In order to make {{Node}} and {{Triple}} serializable, use
{{writeReplace}} and {{readResolve}} to produce a serializable wrapper.
These work by inserting a different object into the serialization stream.
The {{SNode}}/{{STriple}}/{{SQuad}} in the explicit wrapper.

{{Node}}/{{Triple}}/{{Quad}} have a function called in {{writeReplace}}
injected so the serialization is not fixed.  The binary form using Thrift
will be injected by ARQ when Jena initializes.

Sketch (a better injection mechanism is needed to avoid cluttering the API
of {{Node}}):
{noformat}
public abstract class Node implements Serializable {
    // Returned Object must provide "readResolve()" that returns a Node.
    public static Function<Node, Object> replacement = null ;
    protected Object writeReplace() throws ObjectStreamException {
        return replacement.apply(this);
    }
...
{noformat}
NB No "serialVersionUID" here - it is given in the replacement Object so
different serializations will not get mixed up.

This means that jena-core, on its own without ARQ, does not support
serialization of {{Node}} and {{Triple}}. As running jena-core without
jena-arq is to be discouraged anyway, that is no bad thing.
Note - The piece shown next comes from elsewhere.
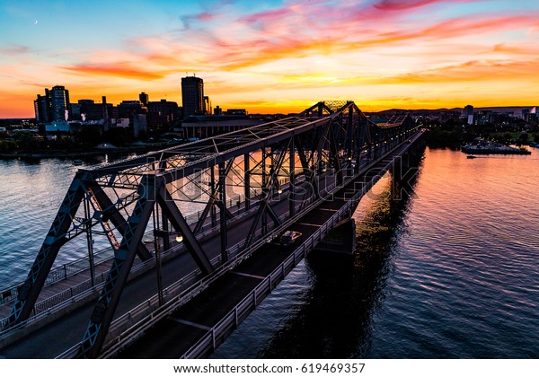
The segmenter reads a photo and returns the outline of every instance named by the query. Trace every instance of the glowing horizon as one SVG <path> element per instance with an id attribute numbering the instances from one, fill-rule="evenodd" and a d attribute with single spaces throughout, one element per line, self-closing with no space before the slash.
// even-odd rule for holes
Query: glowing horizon
<path id="1" fill-rule="evenodd" d="M 539 4 L 507 0 L 19 1 L 0 5 L 0 118 L 72 102 L 166 99 L 201 77 L 212 106 L 295 112 L 535 106 Z"/>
A string based
form could be provided, but not supporting quad.

Alt plan: have two injected functions for {{writeObject}} and
{{readObject}}, then the serialVersionUID comes from {{Node}} and is the
same for all implementations.

I don't see sufficient advantage of this. It looks more like a "normal"
implementation, rather than the {{writeReplace}}/{{readResolve}} dance,
and does not create the short lived, intermediate object but with the
impact of same serialVersionUID across implementations.


Make RDF primitives Serializable
--------------------------------

                Key: JENA-1233
                URL: https://issues.apache.org/jira/browse/JENA-1233
            Project: Apache Jena
         Issue Type: Improvement
         Components: Elephas
   Affects Versions: Jena 3.1.0
           Reporter: Itsuki Toyota

I always use Jena when I handle RDF data with Apache Spark.
However, when I want to store resulting RDD data (ex. RDD[Triple]) in
binary format, I can't call RDD.saveAsObjectFile method.
It's because RDD.saveAsObjectFile requires java.io.Serializable
interface.
See the following code.
https://github.com/apache/spark/blob/v1.6.0/core/src/
main/scala/org/apache/spark/rdd/RDD.scala#L1469
https://github.com/apache/spark/blob/v1.6.0/core/src/
main/scala/org/apache/spark/util/Utils.scala#L79-L86
You can see that
1) RDD.saveAsObjectFile calls Util.serialize method
2) Util.serialize method requires the RDD-wrapped object implementing
java.io.Serializable interface. For example, if you want to save a
RDD[Triple] object, Triple must implements java.io.Serializable.
So why not implement java.io.Serializable ?
I think it will improve the usability in Apache Spark.